Fray Juan Rizi ou Fray Juan Ricci
Cet article est extrait de l'ouvrage Larousse « Dictionnaire de la peinture ».
Peintre espagnol (Madrid 1600 – Mont Cassin 1681).
Fils d'Antonio Rizi, Bolonais, l'un des peintres mineurs attirés en Espagne par les travaux de l'Escorial, Rizi se forme à Madrid et entre, en 1627, dans l'ordre bénédictin au monastère de Montserrat. Désormais, il passera d'un couvent à l'autre pour peindre des cycles d'histoires monastiques, notamment à San Martín de Madrid, à San Millán de la Cogolla, en Vieille-Castille, à San Juan de Burgos ; il peint également dans cette ville sept tableaux (Saint Paul ermite, Saint François, divers saints martyrs), pour le " trascoro " de la cathédrale. Après avoir exercé plusieurs charges dans son ordre — notamment celle d'abbé à Medina del Campo —, il passe en Italie à partir de 1662 ; nommé évêque en Italie du Sud, il termine sa vie au monastère du mont Cassin. On ne connaît aucun tableau de cette dernière période italienne. En revanche, les œuvres de l'artiste conservées en Espagne font apprécier un style très personnel, d'un réalisme viril, d'une touche moelleuse et rapide, d'une couleur riche et sévère, où les rouges sombres et les carmins jouent un rôle prédominant. Fray Juan Rizi est le meilleur peintre castillan des thèmes monastiques, qu'il traite avec une gravité monumentale (Repas de saint Benoît et Saint Benoît bénissant le pain, Prado ; Dernière Messe de saint Benoît, Madrid, Académie San Fernando), souvent avec de violents contrastes lumineux qui rappellent sa formation ténébriste.
Il apparaît comme une sorte de Zurbarán castillan, qui remplace les blancs des moines de la Merci et des Chartreux par les noirs puissants de l'ordre bénédictin, mais avec une égale intensité dans l'individualisation des visages, dont beaucoup semblent des portraits. Son habileté de portraitiste est attestée par le Don Tiburcio de Redin du Prado et par l'admirable (et assez vélazquézien) Fray Alonso de San Vítores du musée de Burgos.

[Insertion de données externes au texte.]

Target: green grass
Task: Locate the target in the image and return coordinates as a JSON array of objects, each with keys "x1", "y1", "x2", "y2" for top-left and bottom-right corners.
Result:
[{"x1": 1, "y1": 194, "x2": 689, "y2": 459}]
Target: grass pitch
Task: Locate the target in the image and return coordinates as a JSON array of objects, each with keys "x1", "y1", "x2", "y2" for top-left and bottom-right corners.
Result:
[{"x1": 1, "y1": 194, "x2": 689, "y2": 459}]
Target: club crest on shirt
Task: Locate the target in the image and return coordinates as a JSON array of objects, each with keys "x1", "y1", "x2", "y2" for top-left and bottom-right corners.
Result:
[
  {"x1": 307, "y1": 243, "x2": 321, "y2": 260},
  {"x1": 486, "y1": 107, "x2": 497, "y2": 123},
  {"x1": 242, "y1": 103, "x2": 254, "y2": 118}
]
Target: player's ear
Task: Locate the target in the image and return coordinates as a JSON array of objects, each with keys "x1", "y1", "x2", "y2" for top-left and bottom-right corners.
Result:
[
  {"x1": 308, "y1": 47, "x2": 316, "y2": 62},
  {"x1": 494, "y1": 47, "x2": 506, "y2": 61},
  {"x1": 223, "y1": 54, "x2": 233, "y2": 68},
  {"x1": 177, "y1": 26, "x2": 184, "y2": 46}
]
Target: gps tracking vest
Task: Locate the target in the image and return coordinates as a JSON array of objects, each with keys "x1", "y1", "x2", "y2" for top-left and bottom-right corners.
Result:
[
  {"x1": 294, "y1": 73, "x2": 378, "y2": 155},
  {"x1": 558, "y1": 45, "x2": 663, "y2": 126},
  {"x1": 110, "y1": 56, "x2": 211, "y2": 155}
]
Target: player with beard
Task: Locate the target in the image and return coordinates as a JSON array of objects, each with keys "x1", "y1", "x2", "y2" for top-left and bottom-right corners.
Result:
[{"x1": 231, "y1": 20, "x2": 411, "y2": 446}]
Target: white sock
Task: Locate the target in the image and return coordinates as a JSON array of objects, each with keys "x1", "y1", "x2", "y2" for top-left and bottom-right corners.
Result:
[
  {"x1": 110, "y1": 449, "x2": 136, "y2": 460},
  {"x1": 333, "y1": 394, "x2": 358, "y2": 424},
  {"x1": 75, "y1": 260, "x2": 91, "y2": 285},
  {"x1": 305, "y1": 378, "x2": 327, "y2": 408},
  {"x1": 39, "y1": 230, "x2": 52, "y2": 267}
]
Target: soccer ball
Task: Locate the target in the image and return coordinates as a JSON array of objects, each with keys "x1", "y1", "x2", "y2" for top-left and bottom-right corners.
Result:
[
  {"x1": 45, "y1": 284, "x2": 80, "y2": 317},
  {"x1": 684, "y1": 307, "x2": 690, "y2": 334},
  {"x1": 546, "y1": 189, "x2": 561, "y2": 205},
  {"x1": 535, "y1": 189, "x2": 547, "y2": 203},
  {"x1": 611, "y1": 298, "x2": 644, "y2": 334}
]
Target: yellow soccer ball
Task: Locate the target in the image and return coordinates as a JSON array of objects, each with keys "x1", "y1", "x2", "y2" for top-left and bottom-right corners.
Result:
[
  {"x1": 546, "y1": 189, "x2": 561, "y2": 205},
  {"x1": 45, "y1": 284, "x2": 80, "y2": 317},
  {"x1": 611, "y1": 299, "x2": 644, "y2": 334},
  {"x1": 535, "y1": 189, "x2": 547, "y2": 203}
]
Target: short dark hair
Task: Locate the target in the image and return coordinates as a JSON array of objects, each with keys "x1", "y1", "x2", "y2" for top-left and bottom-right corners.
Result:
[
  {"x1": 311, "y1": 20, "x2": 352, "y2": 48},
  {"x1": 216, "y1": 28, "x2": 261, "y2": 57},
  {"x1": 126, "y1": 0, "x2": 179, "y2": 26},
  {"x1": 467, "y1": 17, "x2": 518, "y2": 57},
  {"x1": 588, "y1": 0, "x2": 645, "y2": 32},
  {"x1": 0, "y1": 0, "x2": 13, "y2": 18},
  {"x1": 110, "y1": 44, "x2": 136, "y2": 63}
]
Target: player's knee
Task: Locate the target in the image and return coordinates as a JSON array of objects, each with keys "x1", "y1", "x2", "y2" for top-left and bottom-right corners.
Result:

Par malheur, comme pour Zurbarán, ses grands ensembles ont été en majorité dispersés. Seuls restent en place le " trascoro " de la cathédrale de Burgos et le cycle imposant de San Millán de la Cogolla (1653-1655), assez difficile d'accès, mais qui groupe autour du grandiose Saint Millán du retable principal — solitaire vénérable mué en guerrier pour mettre les Maures en fuite — une vingtaine de remarquables peintures. Ce cycle est pour Rizi l'équivalent du cycle de Guadalupe pour Zurbarán.
Fray Juan Rizi fut aussi un savant et un théoricien de son art. Professeur de dessin de l'infant Baltazar Carlos et de la duchesse de Béjar, il écrivit pour cette jeune femme un traité de perspective, de géométrie et d'anatomie artistique qu'il illustra de beaux dessins (De pintura sabia).
Son frère cadet, Francisco (Madrid 1614 -l'Escorial 1685) , fut également un peintre réputé. Élève à Madrid de Carducho, mais influencé certainement par Rubens, les Vénitiens et les Génois, il fut un des initiateurs de la peinture baroque madrilène et reste un de ses maîtres les plus dynamiques et les plus somptueux. Après le succès de la Bénédiction de la cathédrale de Tolède par l'archevêque Jiménez de Rada (1653), cathédrale de Tolède, il fut nommé peintre de la cathédrale. Peintre du roi en 1656, il se spécialisa dans la peinture décorative et dans la fresque (chapelle du Miracle aux Descalzas Reales de Madrid), collaborant parfois avec Carreño (Madrid, S. Antonio de los Portugueses). Mais il exécuta surtout de très nombreux décors pour le théâtre et les fêtes royales. Travaillant en même temps pour les églises de Madrid et des environs, il peignit de grands tableaux d'autel à la composition très mouvementée, au riche coloris, servi par une technique toujours brillante et facile, parfois hâtive et négligée (la Vierge avec saint Philippe et saint François, 1650, couvent du Pardo ; la Libération de sainte Léocadie, Madrid, San Jerónimo ; Martyre de saint Pierre, église de Fuente del Saz ; de nombreuses Immaculées). Deux portraits d'une grande vivacité, Un général d'artillerie (Prado) et le Chasseur de renard du roi (Madrid, coll. d'Albe), dénotant une forte influence flamande, révèlent son talent encore mal connu de portraitiste. Sur un plan mineur, il faut rappeler le tableau qui représente l'Auto da fe de 1683 sur la Plaza Mayor de Madrid (Prado) comme un documentaire d'une rare valeur.